The board of the state health insurance exchange, Connect for Health Colorado, voted unanimously Monday to spend up to $5.1 million through fiscal year 2016 to try to fix technology problems with online enrollment.
Staff said they expect the investment in technological “enhancements” to be offset in $6 million in reduced costs within 15 months. The fixes should should lower costs at the call center and allow more consumers to become customers.
The potential for savings could go as high as $9 million, staff said.
Problems with online enrollment for 2015 caused the budget for the exchange’s call center to soar from $13.6 million to more than an estimated $21 million.
The board earlier approved an additional $322,000 through the end of February to try to sign up applicants stalled in the state health insurance exchange’s enrollment system.
While the board and its legislative oversight committee won’t see a final draft budget for the exchange for fiscal year 2016 until the end of June, staff has made various forecasts showing they previously underestimated the revenues needed for self-sufficiency by year’s end.
A $26 million annual budget, previously predicted by exchange officials to be sufficient once startup expenses and federal grants were behind them, turns out to be inadequate, according to their latest projections.
Exchange budgets of the next three years could fluctuate from $34.5 million to $44.1 million in size, the financial forecasts indicate.
Financial planning documents show scenarios in which the current fee on health insurance plans purchased through the exchange, 1.4 percent, is increased as high as the federal exchange rate , 3.5 percent.
Additionally, the exchange is authorized to collect a broad market assessment from carriers, which currently is $1.25 per every health plan member outside the exchange, an estimated 875,000 people.
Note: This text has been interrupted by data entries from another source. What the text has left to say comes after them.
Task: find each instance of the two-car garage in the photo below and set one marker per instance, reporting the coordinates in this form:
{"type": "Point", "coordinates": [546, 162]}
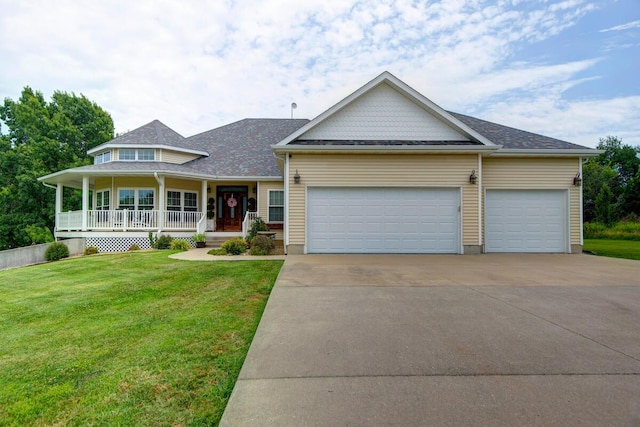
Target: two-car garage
{"type": "Point", "coordinates": [383, 220]}
{"type": "Point", "coordinates": [428, 220]}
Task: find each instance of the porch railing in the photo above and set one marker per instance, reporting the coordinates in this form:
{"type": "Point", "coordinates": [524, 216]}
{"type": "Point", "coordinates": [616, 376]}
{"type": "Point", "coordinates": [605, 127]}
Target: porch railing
{"type": "Point", "coordinates": [129, 220]}
{"type": "Point", "coordinates": [249, 218]}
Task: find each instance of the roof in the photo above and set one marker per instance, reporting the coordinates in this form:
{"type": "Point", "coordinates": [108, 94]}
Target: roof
{"type": "Point", "coordinates": [317, 142]}
{"type": "Point", "coordinates": [154, 133]}
{"type": "Point", "coordinates": [242, 148]}
{"type": "Point", "coordinates": [511, 138]}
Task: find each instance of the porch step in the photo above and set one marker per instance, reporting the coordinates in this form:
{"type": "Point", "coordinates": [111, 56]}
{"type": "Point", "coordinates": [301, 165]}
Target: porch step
{"type": "Point", "coordinates": [216, 242]}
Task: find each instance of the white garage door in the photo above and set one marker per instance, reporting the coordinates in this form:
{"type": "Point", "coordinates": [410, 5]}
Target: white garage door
{"type": "Point", "coordinates": [525, 221]}
{"type": "Point", "coordinates": [382, 220]}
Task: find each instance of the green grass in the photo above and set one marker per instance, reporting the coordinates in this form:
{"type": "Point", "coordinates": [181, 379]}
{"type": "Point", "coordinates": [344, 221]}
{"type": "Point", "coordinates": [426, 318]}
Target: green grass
{"type": "Point", "coordinates": [629, 249]}
{"type": "Point", "coordinates": [623, 230]}
{"type": "Point", "coordinates": [126, 339]}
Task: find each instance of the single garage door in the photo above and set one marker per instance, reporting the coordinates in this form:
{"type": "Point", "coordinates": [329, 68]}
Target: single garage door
{"type": "Point", "coordinates": [382, 220]}
{"type": "Point", "coordinates": [525, 221]}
The financial plans indicate an increase to the maximum allowed by law, or $1.80 per insured.
State insurance commissioner Marguerite Salazar, a non-voting board member, said the exchange likely would not see cost or revenue stability for two or three years.
“We’re being impacted by the continuing implementation of the (Affordable Care Act),” Salazar said.
She reminded the board that about 75,000 individuals who currently have non-compliant health plans under the act would be entering the marketplace next year.
“Call center costs could continue to go up,” Salazar said. But so would revenues.
Interim CEO Gary Drews said the exchange’s undersized staff, even when its 48 positions are filled, continues to be a hindrance to the exchange’s mission of lowering the state’s number of uninsured.
“We do need to add staff. The pace of audits has not let up,” Drews said. “We’re diverting a lot of resources to that work.”
The exchange has about 12 vacancies at the moment, including the top post.
The board selected a final candidate for CEO, Bob Malone , on April1, after an eight-month national search. However, a few hours earlier, Sen. Ellen Roberts, R-Durango, the chair of the Legislative Health Benefit Exchange Implementation Review Committee, had set up a subcommittee to draw up proposed qualifications for the job. Legislators review the board’s selection before a formal offer of employment can be made.
Roberts told The Denver Post late last week that the bipartisan group of four will identify the CEO’s needed skill set and consider the appropriate compensation package independent of the board’s recent selection of Malone.
“We’re not going to move any faster,” Roberts said. “Not to be obstructive about it — I understand the vacuum of leadership — but we will provide oversight.”
As the income tax deadline looms, Drews said the exchange sent out about 108,000 1095 tax forms to consumers who received advance premium tax credits in connection with purchasing plans. About 5 percent of the forms had to be corrected for diverse reasons, he said, but mostly because people experienced income changes.